Another reason why future consumption demand is likely to remain tepid is that the share of the working-age population that has jobs has fallen consistently from 2016 to 2022. The employment rate fell to 36% in 2022 from 43% in 2016. This was a 7% fall in the employment rate in a country that has the largest young population in the world.

This employment rate is much lower than the world average of about 60%. With the employment rate falling, the number of “discouraged workers” – those not even looking for employment – keeps growing.

The third reason why consumption has been low, and is likely to remain low, is that the wages of those employed have remained stagnant for casual/regular wage workers. For the self-employed, earnings have fallen from Rs 429 to Rs 411 per person per day from 2017-’18 to 2020 (as estimated from the employment data of the National Statistics Office).

Under such circumstances, the optimistic scenario put forth by analysts such as Morgan Stanley that “India’s GDP could more than double from $3.5 trillion today to surpass $7.5 trillion by 2031”, appear unfounded.

India’s current GDP is $3.2 trillion, not $3.5 trillion. If it is to even double to $6.4 trillion, it requires a growth rate of 8.75% per year from 2022-’23 to 2031-’32.

India has not achieved such growth in the past eight years. In fact, in the last three years (2019-’20, 2020-’21, 2021-’22) the average growth rate has been 2.5%, far short of the 7% that the country considers to be its growth potential.

“Measured relative to 2019, GDP today is just 7.6 percent larger, compared with 13.1 percent in China and 4.6 percent in the slow-growing United States,” noted former Chief Economic Advisor Arvind Subramanian and former International Monetary Fund official Josh Felman in an article for Foreign Affairs in December.

What are the prospects for the remaining two drivers of growth – exports and government expenditure – to provide an impetus for aggregate demand? Aggregate demand refers to the demand for finished goods and services produced in an economy, according to Investopedia.

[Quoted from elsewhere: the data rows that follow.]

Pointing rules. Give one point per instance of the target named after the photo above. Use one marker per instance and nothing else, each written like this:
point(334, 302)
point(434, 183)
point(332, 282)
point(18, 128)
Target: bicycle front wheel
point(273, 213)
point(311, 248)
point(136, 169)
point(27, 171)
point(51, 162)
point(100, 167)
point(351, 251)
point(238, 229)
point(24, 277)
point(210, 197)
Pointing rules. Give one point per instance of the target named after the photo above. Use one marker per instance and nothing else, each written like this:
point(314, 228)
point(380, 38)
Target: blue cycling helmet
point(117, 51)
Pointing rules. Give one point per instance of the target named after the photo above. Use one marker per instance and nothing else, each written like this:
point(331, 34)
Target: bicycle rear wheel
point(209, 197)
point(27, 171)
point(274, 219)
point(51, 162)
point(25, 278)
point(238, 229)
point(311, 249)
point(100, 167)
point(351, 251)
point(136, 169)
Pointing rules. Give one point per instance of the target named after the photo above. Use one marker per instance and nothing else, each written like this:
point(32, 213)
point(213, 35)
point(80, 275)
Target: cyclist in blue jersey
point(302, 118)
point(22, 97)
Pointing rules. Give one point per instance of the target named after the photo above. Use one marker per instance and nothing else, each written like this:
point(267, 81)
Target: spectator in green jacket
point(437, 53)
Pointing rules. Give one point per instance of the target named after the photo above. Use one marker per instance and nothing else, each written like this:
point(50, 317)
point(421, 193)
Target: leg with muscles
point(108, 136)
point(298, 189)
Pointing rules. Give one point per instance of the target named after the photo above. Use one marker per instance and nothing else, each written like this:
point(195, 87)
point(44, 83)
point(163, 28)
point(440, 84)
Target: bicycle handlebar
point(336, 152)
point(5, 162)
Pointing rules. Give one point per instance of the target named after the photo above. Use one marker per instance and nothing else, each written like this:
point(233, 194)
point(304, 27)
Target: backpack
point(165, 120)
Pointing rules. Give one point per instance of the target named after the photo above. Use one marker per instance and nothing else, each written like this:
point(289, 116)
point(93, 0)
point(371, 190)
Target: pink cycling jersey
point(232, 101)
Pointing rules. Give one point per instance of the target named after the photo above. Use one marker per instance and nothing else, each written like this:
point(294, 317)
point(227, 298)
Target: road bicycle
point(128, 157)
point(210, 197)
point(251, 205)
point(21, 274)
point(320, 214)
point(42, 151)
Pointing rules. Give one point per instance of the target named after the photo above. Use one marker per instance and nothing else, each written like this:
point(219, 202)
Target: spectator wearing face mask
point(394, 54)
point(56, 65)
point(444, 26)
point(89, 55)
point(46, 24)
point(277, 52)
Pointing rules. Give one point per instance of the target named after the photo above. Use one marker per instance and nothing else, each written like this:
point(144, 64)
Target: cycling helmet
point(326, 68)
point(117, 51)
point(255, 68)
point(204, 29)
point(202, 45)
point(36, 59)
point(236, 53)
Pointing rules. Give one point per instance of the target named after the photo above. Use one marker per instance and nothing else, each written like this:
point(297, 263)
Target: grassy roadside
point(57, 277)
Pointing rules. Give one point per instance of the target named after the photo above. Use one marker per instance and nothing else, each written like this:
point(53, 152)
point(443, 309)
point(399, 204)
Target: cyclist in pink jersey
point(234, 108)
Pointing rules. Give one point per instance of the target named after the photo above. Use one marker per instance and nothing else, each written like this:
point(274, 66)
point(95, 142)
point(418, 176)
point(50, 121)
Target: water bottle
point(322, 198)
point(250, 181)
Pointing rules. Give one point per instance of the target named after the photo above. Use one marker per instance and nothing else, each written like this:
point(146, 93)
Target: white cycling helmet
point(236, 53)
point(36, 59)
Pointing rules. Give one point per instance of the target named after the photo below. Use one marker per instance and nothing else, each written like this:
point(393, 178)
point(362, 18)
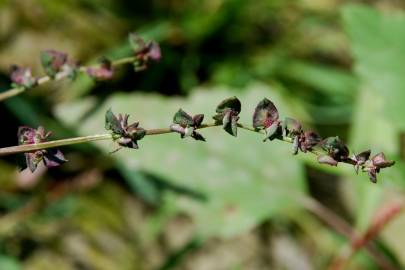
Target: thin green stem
point(61, 75)
point(52, 144)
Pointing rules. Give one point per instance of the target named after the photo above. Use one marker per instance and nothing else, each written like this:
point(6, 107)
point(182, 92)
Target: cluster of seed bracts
point(126, 135)
point(333, 150)
point(266, 118)
point(50, 157)
point(186, 125)
point(55, 62)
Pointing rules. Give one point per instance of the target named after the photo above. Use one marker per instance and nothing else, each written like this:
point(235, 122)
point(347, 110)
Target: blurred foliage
point(336, 65)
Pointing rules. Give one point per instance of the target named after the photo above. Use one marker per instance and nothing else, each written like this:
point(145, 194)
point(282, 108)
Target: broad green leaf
point(232, 184)
point(377, 42)
point(9, 263)
point(378, 48)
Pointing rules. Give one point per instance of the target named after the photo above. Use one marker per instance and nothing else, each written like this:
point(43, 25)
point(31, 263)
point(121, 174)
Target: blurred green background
point(230, 203)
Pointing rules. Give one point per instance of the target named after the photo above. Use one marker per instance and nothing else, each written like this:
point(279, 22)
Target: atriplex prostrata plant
point(57, 66)
point(266, 120)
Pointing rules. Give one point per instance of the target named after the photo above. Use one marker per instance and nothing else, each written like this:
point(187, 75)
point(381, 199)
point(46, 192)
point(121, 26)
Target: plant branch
point(61, 75)
point(107, 136)
point(343, 228)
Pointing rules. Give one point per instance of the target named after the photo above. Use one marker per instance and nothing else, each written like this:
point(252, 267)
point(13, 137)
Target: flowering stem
point(107, 136)
point(61, 75)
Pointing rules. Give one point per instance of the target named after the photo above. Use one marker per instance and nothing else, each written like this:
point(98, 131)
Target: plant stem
point(52, 144)
point(99, 137)
point(61, 75)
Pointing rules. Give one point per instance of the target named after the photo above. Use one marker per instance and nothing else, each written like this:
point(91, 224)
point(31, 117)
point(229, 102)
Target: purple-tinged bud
point(360, 159)
point(50, 157)
point(22, 77)
point(380, 161)
point(227, 115)
point(126, 135)
point(326, 159)
point(103, 72)
point(52, 62)
point(186, 125)
point(154, 51)
point(308, 140)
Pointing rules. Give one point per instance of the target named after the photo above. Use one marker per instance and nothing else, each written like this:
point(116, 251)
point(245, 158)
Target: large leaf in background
point(9, 263)
point(243, 180)
point(378, 48)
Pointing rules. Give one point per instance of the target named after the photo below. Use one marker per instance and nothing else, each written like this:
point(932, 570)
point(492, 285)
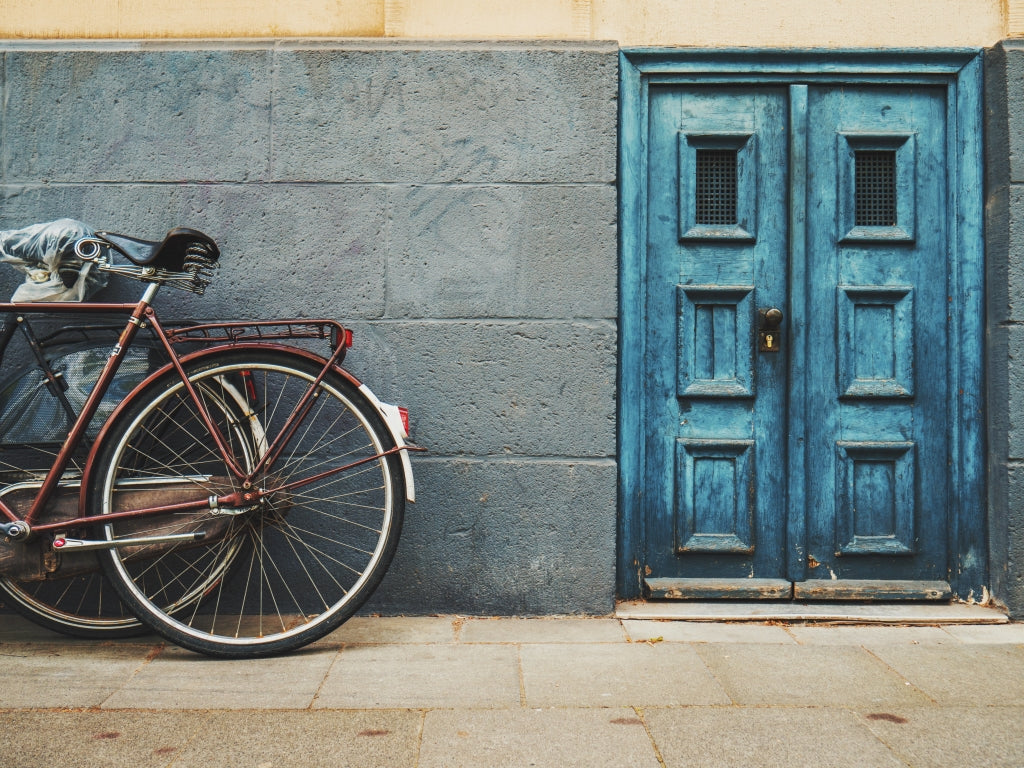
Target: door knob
point(769, 335)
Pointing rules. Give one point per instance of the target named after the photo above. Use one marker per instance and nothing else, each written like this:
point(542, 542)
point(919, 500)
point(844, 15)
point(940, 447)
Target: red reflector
point(247, 379)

While services exports have remained buoyant through the pandemic, merchandise exports have not. The current government inherited sustained export growth from 1992 to 2014, at roughly 18% per annum. The share of exports rose from under 10% of the GDP to 25% by 2008, and even after falling slightly in the wake of the global economic crisis of 2008, it recovered.

In 2013-’14, merchandise exports stood at $318 billion. It fell thereafter and remained below that level for five full years, before recovering for over a year, but then decreased again recently to around $400 billion before falling again. The Russia-Ukraine war and an impending recession in advanced countries bodes ill for India’s exports.

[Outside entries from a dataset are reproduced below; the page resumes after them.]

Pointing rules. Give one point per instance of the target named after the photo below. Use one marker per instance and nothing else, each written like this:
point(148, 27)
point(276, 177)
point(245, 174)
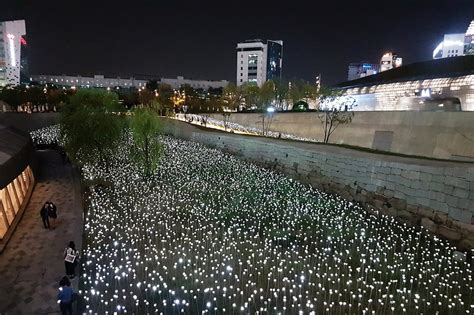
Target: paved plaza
point(32, 263)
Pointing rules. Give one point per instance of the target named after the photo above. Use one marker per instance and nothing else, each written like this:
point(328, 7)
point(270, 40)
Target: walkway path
point(32, 263)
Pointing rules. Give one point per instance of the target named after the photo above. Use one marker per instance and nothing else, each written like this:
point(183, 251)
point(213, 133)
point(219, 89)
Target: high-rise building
point(361, 69)
point(458, 44)
point(259, 61)
point(469, 40)
point(11, 39)
point(389, 61)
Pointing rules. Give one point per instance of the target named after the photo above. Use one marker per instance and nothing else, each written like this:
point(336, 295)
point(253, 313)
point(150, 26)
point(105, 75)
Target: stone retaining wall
point(442, 135)
point(435, 194)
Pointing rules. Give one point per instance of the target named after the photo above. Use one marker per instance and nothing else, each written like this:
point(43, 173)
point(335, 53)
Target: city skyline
point(198, 40)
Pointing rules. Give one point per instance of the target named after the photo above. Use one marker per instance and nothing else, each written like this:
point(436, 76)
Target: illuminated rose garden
point(209, 233)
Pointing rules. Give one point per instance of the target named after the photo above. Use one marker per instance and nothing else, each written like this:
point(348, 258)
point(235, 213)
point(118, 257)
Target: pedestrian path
point(32, 263)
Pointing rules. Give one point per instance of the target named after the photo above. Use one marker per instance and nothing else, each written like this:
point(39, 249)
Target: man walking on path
point(44, 213)
point(33, 262)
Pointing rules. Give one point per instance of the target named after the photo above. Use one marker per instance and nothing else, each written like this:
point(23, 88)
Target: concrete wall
point(444, 135)
point(436, 194)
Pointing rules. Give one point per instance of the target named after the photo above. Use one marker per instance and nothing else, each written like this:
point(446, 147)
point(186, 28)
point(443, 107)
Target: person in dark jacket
point(71, 257)
point(65, 296)
point(52, 213)
point(45, 215)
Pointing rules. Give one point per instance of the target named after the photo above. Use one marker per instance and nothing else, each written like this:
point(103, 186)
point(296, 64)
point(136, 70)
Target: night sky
point(198, 40)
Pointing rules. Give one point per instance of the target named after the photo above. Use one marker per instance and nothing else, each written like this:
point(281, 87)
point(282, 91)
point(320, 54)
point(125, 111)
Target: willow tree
point(91, 126)
point(147, 148)
point(335, 109)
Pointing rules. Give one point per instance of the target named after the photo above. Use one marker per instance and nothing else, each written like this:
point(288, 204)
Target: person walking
point(45, 215)
point(65, 296)
point(52, 213)
point(71, 256)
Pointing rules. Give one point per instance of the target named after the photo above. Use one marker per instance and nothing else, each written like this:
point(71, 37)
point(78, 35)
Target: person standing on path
point(65, 296)
point(45, 215)
point(52, 213)
point(71, 256)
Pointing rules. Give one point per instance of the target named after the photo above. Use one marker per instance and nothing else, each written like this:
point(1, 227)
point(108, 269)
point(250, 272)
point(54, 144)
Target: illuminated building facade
point(16, 178)
point(436, 85)
point(11, 40)
point(389, 61)
point(361, 69)
point(99, 81)
point(454, 45)
point(469, 40)
point(259, 61)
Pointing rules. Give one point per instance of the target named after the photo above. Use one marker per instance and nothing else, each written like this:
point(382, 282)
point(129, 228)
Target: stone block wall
point(442, 135)
point(435, 194)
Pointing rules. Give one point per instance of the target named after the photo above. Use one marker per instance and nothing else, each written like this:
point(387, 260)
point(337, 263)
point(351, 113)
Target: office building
point(195, 84)
point(469, 40)
point(99, 81)
point(11, 40)
point(445, 84)
point(259, 61)
point(454, 45)
point(361, 69)
point(389, 61)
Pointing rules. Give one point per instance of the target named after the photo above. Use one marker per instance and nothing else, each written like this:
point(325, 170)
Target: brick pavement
point(32, 263)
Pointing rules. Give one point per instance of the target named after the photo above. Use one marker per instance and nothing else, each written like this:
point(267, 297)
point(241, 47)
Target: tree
point(226, 119)
point(335, 110)
point(90, 126)
point(165, 94)
point(251, 95)
point(281, 94)
point(267, 94)
point(147, 148)
point(13, 96)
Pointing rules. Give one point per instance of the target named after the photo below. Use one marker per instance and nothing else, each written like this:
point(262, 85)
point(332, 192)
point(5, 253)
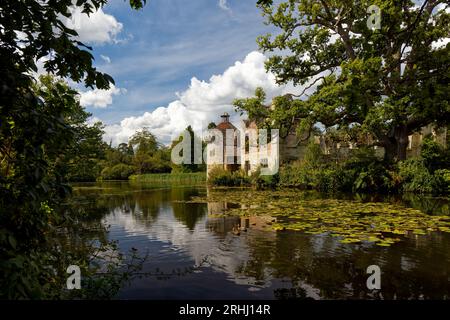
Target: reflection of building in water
point(225, 224)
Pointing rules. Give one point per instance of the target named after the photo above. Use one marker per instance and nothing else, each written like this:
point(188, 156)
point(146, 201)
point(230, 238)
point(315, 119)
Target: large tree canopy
point(388, 82)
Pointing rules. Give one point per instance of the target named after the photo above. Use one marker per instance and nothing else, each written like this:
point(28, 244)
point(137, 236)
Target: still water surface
point(194, 254)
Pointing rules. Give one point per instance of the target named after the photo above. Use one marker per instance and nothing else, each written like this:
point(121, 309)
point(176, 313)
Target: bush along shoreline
point(361, 172)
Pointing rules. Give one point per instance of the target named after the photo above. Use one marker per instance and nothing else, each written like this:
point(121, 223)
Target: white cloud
point(105, 58)
point(224, 5)
point(202, 102)
point(98, 27)
point(99, 98)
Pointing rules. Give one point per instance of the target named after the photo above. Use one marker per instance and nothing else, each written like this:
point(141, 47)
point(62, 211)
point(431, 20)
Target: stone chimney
point(225, 117)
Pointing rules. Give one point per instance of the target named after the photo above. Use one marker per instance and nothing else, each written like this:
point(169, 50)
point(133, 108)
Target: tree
point(191, 166)
point(79, 160)
point(38, 124)
point(388, 82)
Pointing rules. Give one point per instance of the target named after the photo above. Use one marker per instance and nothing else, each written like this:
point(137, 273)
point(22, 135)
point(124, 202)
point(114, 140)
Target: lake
point(197, 251)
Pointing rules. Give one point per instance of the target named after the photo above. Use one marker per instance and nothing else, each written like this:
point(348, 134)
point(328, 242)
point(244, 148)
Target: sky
point(175, 63)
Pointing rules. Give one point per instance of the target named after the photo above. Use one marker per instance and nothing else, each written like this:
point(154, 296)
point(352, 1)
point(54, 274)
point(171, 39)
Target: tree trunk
point(401, 139)
point(396, 144)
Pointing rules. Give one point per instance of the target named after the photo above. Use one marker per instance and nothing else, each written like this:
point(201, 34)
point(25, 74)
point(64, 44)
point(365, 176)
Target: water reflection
point(195, 253)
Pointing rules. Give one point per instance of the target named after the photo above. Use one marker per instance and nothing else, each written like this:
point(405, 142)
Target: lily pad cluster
point(351, 220)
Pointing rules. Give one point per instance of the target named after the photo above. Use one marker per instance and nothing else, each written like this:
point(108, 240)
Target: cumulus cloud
point(98, 27)
point(202, 102)
point(224, 5)
point(99, 98)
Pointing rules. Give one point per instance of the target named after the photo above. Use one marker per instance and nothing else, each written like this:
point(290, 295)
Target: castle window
point(264, 163)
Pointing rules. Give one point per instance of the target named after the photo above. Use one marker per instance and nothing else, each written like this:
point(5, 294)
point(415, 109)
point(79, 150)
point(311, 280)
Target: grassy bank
point(170, 178)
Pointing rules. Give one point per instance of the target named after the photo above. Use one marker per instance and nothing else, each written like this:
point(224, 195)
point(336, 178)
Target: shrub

Finally, there will be limits in the forthcoming budget on the government raising public spending, including for capital expenditure (which could crowd in private investment), as public debt-to-GDP rose from 65% to 90% of the GDP during Covid-19, before falling somewhat to 85% (as the Central Statistics Office estimates). The imperative to contain the fiscal deficit at 10% of the GDP remains overwhelming.

Santosh Mehrotra is Professorial Senior Fellow, Nehru Memorial Museum and Library, New Delhi.